If you’ve just started following Mneera’s weekly column talking about her journey with breast cancer, catch up by reading part 1, part 2 and part 3.
If there is one thing that carried me through this battle it’s my faith in God. Faith in his plan for me, faith in achieving remission, faith that I will survive.
People often ask me how I felt when I heard the news. What I felt was acceptance; I was emotionally stronger than I have ever been before. I believe God doesn’t put you through something without giving you the strength to overcome it. In Islam we believe that God blesses those in suffering, the thought humbled me and brought me closer to God.
I’m in no way trying to make cancer seem like a piece of cake. It’s far from it. My life dramatically changed after hearing the news. I had to leave my family, my home country, my friends and my job. It took so much away from me and left me feeling empty. However, focusing on that would have left me both devastated and idle. I wouldn’t have been able to move forward. I refused to be sad or weak. The only way to win this fight was to be positive.
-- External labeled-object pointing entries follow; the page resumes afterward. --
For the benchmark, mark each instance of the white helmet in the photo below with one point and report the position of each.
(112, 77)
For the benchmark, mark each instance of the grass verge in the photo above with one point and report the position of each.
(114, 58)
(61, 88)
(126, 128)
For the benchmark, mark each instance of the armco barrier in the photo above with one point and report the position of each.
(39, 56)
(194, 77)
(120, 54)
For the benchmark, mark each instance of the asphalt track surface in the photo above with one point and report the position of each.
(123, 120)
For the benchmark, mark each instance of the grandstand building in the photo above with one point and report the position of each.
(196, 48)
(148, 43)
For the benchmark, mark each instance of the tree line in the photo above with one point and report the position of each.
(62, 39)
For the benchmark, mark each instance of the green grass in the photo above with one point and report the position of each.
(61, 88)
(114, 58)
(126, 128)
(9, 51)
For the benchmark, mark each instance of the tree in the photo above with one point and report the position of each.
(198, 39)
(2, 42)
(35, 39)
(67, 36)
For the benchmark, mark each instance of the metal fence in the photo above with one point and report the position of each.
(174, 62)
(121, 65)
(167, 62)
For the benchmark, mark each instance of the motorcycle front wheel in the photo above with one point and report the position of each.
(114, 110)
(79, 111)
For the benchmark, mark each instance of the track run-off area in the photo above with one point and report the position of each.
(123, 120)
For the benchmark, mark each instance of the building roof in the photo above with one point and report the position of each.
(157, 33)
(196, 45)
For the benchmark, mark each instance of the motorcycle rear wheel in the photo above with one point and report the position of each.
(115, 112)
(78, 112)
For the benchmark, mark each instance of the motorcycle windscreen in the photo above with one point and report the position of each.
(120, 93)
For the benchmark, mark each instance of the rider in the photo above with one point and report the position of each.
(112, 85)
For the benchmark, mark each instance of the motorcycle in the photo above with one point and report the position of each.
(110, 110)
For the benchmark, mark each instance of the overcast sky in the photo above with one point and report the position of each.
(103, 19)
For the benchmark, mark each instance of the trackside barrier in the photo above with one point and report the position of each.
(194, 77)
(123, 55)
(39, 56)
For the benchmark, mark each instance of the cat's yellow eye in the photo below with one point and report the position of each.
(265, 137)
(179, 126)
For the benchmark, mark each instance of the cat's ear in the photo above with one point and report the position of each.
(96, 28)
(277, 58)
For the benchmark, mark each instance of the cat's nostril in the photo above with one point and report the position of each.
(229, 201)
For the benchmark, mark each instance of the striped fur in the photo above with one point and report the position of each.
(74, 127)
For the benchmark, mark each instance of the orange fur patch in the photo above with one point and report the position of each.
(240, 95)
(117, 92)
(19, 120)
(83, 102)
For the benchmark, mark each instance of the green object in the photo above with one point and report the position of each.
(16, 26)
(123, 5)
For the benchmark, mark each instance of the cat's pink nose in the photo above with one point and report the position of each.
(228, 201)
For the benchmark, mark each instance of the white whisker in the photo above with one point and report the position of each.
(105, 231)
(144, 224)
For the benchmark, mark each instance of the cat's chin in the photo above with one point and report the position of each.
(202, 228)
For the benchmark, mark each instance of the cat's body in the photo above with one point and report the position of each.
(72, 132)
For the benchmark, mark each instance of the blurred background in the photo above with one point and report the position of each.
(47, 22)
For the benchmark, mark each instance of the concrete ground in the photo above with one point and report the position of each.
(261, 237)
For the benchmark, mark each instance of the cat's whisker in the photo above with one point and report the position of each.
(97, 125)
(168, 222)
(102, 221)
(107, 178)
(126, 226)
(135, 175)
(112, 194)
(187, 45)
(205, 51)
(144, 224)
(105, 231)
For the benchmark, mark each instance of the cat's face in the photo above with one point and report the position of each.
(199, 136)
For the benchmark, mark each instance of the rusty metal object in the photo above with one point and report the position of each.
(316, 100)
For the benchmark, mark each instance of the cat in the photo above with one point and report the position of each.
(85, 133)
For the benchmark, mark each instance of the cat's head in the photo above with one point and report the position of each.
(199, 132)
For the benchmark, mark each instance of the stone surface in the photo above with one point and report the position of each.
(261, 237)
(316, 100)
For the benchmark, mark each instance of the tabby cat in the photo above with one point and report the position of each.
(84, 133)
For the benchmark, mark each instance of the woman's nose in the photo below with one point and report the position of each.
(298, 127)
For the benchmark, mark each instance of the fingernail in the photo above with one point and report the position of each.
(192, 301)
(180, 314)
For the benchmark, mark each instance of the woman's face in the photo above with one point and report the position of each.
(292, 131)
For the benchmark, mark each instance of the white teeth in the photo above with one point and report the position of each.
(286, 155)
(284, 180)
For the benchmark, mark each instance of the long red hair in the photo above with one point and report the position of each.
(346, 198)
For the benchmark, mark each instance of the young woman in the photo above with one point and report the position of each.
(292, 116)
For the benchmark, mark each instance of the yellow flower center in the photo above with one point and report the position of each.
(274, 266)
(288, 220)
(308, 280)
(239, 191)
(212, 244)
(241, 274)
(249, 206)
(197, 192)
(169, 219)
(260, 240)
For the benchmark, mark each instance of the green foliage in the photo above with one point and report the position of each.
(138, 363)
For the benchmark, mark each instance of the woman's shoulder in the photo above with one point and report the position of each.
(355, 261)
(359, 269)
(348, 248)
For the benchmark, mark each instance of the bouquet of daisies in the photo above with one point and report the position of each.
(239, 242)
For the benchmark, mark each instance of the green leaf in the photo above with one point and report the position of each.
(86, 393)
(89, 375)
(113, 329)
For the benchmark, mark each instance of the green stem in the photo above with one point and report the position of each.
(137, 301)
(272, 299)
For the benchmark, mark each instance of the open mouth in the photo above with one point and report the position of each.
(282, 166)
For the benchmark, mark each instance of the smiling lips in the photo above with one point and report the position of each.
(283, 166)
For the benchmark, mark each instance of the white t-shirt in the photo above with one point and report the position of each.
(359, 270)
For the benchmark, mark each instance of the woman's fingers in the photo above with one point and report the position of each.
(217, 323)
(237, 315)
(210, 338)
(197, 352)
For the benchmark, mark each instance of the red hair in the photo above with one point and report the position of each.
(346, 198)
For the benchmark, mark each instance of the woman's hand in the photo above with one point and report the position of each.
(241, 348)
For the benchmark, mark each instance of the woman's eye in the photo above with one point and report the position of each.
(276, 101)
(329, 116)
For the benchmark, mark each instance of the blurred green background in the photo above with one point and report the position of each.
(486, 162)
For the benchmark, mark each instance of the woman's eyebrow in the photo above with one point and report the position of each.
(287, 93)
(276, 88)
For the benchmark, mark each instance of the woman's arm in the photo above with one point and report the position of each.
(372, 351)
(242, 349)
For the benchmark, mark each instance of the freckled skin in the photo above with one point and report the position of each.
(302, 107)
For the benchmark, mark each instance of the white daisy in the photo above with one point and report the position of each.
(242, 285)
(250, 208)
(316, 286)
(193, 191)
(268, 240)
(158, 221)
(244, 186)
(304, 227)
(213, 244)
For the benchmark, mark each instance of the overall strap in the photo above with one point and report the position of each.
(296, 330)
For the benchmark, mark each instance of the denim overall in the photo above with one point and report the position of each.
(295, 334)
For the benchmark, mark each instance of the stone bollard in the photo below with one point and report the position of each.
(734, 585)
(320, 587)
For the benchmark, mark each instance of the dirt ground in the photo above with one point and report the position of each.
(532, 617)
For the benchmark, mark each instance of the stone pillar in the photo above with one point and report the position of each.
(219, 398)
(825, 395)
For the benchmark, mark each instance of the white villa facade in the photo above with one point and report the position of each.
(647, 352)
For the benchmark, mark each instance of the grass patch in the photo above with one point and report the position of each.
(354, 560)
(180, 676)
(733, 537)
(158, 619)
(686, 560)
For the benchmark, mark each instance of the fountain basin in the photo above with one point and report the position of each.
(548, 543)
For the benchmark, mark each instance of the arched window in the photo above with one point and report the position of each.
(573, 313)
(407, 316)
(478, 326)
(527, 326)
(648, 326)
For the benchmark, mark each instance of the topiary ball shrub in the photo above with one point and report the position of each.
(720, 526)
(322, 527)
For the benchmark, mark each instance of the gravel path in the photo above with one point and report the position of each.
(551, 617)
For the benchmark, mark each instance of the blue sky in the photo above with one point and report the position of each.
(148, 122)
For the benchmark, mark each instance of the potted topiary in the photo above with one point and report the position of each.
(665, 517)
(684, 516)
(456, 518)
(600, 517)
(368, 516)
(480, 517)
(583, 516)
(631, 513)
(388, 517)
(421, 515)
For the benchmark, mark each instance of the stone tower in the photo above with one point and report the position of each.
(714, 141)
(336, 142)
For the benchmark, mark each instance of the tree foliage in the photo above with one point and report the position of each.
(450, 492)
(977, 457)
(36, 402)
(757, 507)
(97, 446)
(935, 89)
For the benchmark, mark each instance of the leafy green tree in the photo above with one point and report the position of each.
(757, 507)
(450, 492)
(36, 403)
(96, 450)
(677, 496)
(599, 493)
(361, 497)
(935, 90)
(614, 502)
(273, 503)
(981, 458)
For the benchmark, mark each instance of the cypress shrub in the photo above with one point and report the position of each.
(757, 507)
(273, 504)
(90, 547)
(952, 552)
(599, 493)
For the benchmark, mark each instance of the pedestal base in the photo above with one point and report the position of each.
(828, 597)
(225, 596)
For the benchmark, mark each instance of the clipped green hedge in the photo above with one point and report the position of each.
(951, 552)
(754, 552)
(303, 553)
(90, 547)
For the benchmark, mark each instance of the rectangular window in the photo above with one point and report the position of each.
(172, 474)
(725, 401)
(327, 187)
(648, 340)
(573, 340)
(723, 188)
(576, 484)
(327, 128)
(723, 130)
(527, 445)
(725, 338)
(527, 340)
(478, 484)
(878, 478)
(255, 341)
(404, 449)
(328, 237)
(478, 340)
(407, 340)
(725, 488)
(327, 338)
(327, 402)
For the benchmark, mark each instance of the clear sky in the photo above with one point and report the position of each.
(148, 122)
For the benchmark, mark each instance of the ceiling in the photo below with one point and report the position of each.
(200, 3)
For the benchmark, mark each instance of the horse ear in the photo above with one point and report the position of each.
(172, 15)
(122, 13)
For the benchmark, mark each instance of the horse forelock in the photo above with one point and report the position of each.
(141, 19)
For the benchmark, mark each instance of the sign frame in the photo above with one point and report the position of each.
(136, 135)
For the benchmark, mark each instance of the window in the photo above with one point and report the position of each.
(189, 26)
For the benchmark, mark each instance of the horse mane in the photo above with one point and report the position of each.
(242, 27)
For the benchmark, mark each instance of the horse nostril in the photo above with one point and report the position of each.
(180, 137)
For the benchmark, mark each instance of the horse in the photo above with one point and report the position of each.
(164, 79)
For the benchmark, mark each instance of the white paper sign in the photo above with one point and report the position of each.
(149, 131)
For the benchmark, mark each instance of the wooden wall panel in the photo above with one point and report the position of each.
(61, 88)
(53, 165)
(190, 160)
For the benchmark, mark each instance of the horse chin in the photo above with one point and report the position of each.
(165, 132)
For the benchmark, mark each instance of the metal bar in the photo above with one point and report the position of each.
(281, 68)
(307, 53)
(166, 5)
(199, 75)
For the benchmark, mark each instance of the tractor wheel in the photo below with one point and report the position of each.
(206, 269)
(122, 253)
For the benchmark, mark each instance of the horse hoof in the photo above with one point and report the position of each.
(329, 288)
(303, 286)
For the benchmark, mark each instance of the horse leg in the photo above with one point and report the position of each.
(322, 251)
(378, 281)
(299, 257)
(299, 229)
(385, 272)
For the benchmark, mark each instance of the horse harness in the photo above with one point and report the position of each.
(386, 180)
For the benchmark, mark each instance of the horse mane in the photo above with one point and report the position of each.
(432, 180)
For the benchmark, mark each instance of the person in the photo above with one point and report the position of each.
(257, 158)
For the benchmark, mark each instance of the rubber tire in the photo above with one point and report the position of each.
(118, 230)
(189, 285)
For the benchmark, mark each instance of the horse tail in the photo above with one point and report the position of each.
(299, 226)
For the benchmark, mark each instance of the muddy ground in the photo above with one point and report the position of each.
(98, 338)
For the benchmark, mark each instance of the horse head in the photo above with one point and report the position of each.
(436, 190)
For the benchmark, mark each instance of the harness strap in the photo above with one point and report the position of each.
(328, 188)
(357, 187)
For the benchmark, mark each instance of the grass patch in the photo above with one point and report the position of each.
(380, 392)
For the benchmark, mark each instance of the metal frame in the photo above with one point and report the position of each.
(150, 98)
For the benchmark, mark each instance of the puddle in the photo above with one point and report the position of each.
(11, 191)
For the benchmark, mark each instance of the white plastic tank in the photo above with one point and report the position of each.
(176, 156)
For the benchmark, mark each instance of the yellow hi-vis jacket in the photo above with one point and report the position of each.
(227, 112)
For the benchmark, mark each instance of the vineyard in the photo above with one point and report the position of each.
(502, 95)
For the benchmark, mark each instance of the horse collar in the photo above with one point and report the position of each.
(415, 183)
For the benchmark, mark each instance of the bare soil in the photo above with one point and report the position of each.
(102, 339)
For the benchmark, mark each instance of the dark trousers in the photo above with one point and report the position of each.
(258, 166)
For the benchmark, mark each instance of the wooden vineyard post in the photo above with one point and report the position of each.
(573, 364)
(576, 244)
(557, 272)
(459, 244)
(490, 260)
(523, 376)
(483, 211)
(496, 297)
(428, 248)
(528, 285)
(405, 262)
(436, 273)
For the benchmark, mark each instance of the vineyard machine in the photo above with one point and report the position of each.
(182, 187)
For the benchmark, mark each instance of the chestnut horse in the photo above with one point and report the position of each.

The first four sessions of chemotherapy really took a toll on my body, I had days where I found it difficult to lift my head from my pillow. My body ached and my knees were no longer able to carry me. To be perfectly honest, there were times when I wanted to give up but my faith in God kept me going. The hope of a better day was all I had.
When you find yourself faced with your own mortality you can’t help but focus on what makes you happy. Are you living the life you want for yourself? I wasn’t. I was stuck in a job that didn’t fulfill me. Cancer inspired me to go after my dreams and I plan to finally go to medical school. It’s been a dream of mine ever since I was a little girl but I was always too afraid to pursue it.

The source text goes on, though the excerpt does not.